Guatemala Opens Embassy in Yerushalayim, Two Days After U.S. Move

YERUSHALAYIM (Reuters) —
Workers hanging from the side of a building place a banner welcoming the opening of the new Guatemalan embassy, in the complex hosting the new embassy in Yerushalayim, Tuesday. (Reuters/Ronen Zvulun)

Guatemala opened an embassy in Yerushalayim on Wednesday, two days after the United States inaugurated its new site in the city.

Guatemalan President Jimmy Morales and Prime Minister Binyamin Netanyahu attended the embassy’s opening on Wednesday in an office complex in west Yerushalayim.

“It’s not a coincidence that Guatemala is opening its embassy in Jerusalem right among the first. You were always among the first. You were the second country to recognise Israel,” Netanyahu said at the ceremony, referring to its founding in 1948.

Guatemala was one of only a few nations that backed Trump’s decision in December to recognize Yerushalayim as Israel’s capital and it is only the second country to move its embassy to the city. Paraguay has said it will move its embassy from Tel Aviv to Yerushalayim by the end of May.
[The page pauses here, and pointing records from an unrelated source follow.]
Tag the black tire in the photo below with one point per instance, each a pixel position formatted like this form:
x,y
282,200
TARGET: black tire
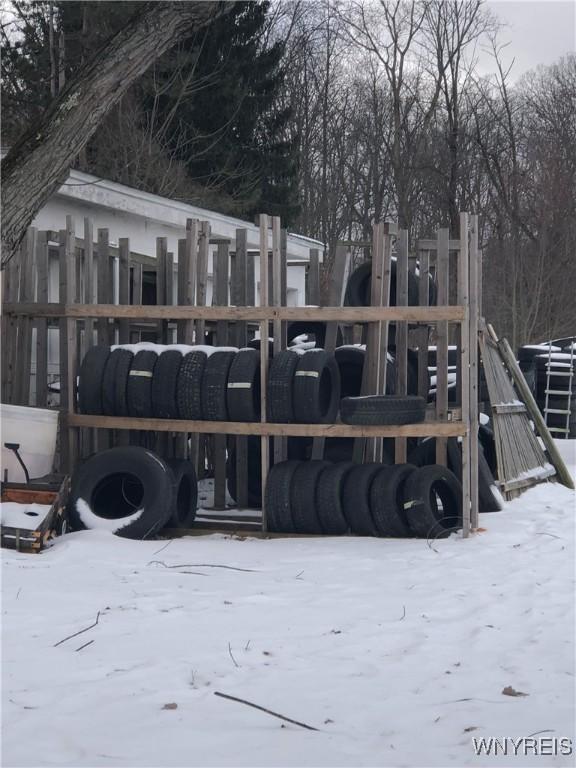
x,y
303,504
359,287
164,382
278,497
123,365
109,382
316,390
329,496
356,498
350,364
243,389
255,344
387,500
383,409
127,484
423,487
215,385
486,438
183,512
424,453
90,380
139,387
279,400
189,386
254,472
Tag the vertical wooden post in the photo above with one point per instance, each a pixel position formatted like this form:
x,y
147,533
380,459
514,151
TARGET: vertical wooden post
x,y
243,296
239,287
161,255
401,333
280,443
187,270
338,279
170,282
464,300
42,267
104,283
10,330
89,297
124,287
423,330
313,281
264,357
442,271
220,299
68,341
27,280
202,278
474,294
284,284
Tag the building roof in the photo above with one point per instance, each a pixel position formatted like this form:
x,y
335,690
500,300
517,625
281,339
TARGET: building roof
x,y
89,189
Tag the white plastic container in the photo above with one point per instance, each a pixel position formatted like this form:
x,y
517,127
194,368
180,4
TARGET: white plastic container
x,y
35,430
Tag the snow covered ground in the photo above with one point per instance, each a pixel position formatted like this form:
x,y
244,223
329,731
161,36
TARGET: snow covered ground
x,y
396,651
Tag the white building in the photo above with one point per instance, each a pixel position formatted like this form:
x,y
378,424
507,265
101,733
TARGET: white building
x,y
142,217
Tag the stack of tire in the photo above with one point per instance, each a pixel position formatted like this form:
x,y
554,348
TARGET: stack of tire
x,y
132,492
316,497
208,384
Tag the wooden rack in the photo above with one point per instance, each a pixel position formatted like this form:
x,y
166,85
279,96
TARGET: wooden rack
x,y
191,317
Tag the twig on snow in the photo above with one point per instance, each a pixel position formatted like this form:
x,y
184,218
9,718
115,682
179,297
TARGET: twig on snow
x,y
164,547
268,711
232,656
78,633
85,644
202,565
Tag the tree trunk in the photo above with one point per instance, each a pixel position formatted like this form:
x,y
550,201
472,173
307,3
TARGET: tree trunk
x,y
39,162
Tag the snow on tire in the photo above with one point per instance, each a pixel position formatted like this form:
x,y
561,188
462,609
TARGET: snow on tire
x,y
128,491
90,380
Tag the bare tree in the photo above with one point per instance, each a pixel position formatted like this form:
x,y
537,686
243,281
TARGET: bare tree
x,y
40,160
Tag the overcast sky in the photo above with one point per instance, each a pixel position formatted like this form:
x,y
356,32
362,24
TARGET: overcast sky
x,y
539,31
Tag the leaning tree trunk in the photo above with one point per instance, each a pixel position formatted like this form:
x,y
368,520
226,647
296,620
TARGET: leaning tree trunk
x,y
39,162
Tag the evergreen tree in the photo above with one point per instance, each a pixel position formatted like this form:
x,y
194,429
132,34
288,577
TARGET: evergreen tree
x,y
200,125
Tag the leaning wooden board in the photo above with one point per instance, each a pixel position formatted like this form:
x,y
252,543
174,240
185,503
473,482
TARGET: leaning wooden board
x,y
52,525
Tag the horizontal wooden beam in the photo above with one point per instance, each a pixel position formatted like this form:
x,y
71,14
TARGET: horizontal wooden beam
x,y
322,314
424,429
432,245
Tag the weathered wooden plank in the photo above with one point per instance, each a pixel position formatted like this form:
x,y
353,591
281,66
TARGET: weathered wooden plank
x,y
338,279
41,322
187,271
400,450
239,285
264,444
161,253
473,334
202,278
464,300
423,331
105,296
27,294
353,315
423,429
313,278
442,272
124,287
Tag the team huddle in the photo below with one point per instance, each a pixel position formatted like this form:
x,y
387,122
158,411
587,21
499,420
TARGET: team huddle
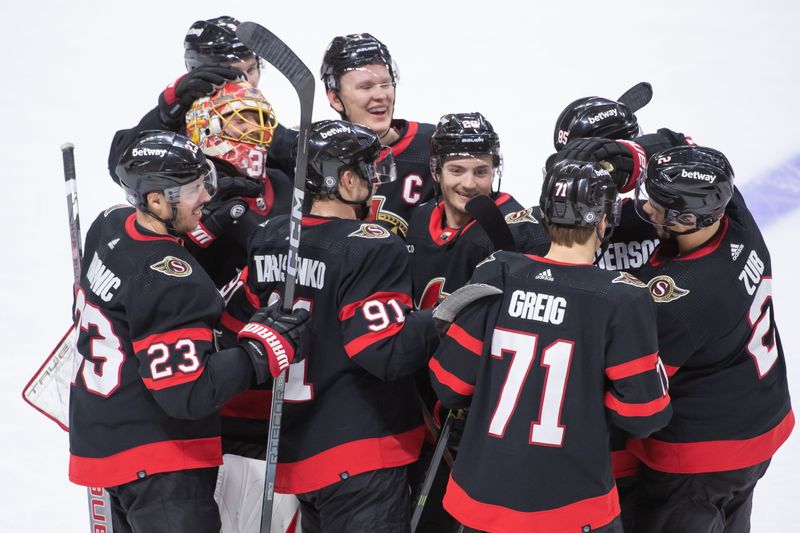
x,y
601,363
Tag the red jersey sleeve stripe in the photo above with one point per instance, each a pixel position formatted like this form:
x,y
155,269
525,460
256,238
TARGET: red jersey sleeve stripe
x,y
231,323
636,409
357,345
631,368
178,378
466,340
350,309
452,381
171,337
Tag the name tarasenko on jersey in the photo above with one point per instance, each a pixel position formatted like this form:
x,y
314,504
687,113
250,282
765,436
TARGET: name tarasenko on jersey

Trump’s move reversed decades of U.S. policy, upsetting the Arab world and Western allies.

Palestinian leaders said by relocating the embassy to Yerushalayim the United States had created incitement and instability in the region and abrogated its role as a peace mediator.

Prior to 1980, Guatemala and a dozen other countries maintained embassies in Yerushalayim. Israel’s passage in June 1980 of a law proclaiming Yerushalayim its “indivisible and eternal capital” led to a U.N. Security Council resolution calling on Guatemala and several other countries to move their embassies to Tel Aviv.